W la libertà di stampa! Milano è la città di Indro Montanelli, sommo epigono di quella milanesità che io ho imparato a rispettare da piccolo, quando mio papà, inflessibilmente, iniziava la giornata col controcorrente del "il Giornale''. poi siamo passati al Corriere, altro simbolo della Milano austera, analitica e sobria che tutti vorremmo perché intanto  "il Giornale" era passato dalle stelle alle stalle, dilapidando un'eredità morale che avrebbe meritato miglior sorte. Fotografo la statua di Montanelli, che sta nei giardini a lui intitolati non lontano dal FBF, ha sulle ginocchia una Lettera 22: certo che qui i simboli dell'Italia di cui andare fieri non mancano. O almeno così pare a un campagnolo in libera uscita nella metropoli. A un certo punto, passeggiando per via Solferino ho realizzato che ero nella via del quotidiano più letto d'Italia. A dir la verità, ho visto l'insegna del Corriere e ho smesso di chiedermi ripetutamente ``ma perché mi ricordo di questa via Solferino?''



È stato istruttivo vedere i giornali parlare di quello che stava accadendo. Questo è solo un blog e non mi dilungherò troppo in analisi che lascio ad altri ma ho visto i danni di titoli che evocano la parola strage in relazione a un'influenza.
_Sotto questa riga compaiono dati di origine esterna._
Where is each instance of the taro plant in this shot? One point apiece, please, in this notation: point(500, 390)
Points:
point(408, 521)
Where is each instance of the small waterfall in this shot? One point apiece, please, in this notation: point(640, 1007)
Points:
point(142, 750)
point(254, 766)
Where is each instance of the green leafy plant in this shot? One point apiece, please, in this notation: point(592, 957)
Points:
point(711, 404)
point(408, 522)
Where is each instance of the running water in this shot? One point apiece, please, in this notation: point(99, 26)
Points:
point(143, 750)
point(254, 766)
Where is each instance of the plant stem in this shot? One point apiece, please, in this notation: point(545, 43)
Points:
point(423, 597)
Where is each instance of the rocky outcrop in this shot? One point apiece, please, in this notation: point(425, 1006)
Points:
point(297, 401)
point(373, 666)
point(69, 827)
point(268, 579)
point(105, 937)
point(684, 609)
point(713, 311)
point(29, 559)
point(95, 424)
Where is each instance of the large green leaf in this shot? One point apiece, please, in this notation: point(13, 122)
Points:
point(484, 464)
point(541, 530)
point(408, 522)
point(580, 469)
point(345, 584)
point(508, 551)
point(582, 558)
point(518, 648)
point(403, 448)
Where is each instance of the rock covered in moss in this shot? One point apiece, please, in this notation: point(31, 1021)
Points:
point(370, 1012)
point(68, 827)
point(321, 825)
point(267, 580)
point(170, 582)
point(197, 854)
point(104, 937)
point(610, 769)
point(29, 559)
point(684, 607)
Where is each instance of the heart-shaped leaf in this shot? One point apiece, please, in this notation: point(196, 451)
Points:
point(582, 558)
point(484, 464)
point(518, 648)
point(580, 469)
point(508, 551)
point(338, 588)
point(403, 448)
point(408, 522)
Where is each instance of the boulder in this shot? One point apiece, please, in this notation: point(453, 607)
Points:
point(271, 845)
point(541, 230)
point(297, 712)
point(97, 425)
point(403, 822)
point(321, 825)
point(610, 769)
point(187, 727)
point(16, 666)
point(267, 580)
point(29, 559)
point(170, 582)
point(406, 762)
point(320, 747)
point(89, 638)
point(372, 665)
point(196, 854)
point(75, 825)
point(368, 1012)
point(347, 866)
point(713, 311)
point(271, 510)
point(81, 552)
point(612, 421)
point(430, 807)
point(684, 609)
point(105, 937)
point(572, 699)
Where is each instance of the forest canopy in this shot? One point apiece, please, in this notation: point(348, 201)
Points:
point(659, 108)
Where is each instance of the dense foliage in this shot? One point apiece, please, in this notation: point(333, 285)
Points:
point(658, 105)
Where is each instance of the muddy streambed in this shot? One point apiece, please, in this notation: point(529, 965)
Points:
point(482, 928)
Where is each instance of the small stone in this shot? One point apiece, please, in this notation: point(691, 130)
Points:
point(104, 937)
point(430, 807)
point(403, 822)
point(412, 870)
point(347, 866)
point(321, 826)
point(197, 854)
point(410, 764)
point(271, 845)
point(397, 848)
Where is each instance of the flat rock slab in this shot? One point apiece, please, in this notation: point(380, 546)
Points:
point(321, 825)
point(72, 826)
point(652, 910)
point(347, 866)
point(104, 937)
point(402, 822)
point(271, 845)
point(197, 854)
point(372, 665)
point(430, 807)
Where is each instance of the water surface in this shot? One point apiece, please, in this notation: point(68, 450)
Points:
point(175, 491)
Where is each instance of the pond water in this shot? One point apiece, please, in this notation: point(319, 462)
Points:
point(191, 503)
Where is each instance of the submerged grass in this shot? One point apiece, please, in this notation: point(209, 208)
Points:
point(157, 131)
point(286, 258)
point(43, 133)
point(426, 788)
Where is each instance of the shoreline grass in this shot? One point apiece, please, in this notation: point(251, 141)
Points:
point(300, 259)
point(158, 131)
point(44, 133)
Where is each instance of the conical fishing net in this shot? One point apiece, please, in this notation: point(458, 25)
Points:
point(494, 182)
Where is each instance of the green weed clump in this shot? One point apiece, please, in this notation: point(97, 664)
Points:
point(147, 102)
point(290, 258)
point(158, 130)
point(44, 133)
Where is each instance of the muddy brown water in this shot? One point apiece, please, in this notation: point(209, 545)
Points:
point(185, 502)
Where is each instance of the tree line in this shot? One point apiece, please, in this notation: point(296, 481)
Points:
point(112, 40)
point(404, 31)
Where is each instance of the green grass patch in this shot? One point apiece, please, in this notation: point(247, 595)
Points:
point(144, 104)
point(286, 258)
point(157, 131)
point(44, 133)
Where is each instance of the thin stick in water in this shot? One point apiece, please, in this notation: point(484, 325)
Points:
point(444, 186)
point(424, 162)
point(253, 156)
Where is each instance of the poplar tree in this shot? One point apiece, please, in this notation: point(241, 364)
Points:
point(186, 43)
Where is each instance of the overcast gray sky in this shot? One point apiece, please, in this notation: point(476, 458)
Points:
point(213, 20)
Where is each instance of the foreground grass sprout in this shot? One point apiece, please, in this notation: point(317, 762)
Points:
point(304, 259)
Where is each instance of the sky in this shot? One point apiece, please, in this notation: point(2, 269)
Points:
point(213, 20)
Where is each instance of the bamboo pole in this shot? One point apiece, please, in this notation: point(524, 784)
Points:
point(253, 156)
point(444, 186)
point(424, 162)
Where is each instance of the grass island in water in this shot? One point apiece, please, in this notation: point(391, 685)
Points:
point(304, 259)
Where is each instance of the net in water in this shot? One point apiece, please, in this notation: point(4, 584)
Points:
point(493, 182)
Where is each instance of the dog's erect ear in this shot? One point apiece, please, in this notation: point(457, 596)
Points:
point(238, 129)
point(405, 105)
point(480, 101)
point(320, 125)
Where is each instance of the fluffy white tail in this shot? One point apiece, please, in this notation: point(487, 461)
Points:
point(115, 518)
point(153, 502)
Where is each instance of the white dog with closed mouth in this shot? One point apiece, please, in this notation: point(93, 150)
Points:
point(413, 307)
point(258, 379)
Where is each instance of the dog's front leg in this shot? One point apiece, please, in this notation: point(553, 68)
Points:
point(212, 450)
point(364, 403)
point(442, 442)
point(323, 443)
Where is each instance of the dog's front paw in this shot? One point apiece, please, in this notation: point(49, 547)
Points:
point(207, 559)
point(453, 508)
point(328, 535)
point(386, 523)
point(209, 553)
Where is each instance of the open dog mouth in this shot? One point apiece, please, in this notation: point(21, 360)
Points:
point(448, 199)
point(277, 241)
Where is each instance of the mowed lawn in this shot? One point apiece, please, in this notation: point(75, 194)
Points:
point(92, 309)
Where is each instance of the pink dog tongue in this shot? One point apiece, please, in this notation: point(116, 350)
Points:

W la libera stampa, certo, ma ci costa anche caro avere "giornalisti" che terrorizzano i deboli di cuore e di spirito. Guardatevi le prime pagine di "Libero"e "il Giornale" di questi giorni: io sono rimasto di sasso. Mentre tutti provavano a contenere l'ansia, mantenere lucidità e approntare al meglio misure varie (anche se personalmente le reputo eccessive), questi titoli buttano taniche di napalm sul fuoco, riaccendendo le nostre paure peggiori, fomentando teorie del complotto e facendo strame della realtà.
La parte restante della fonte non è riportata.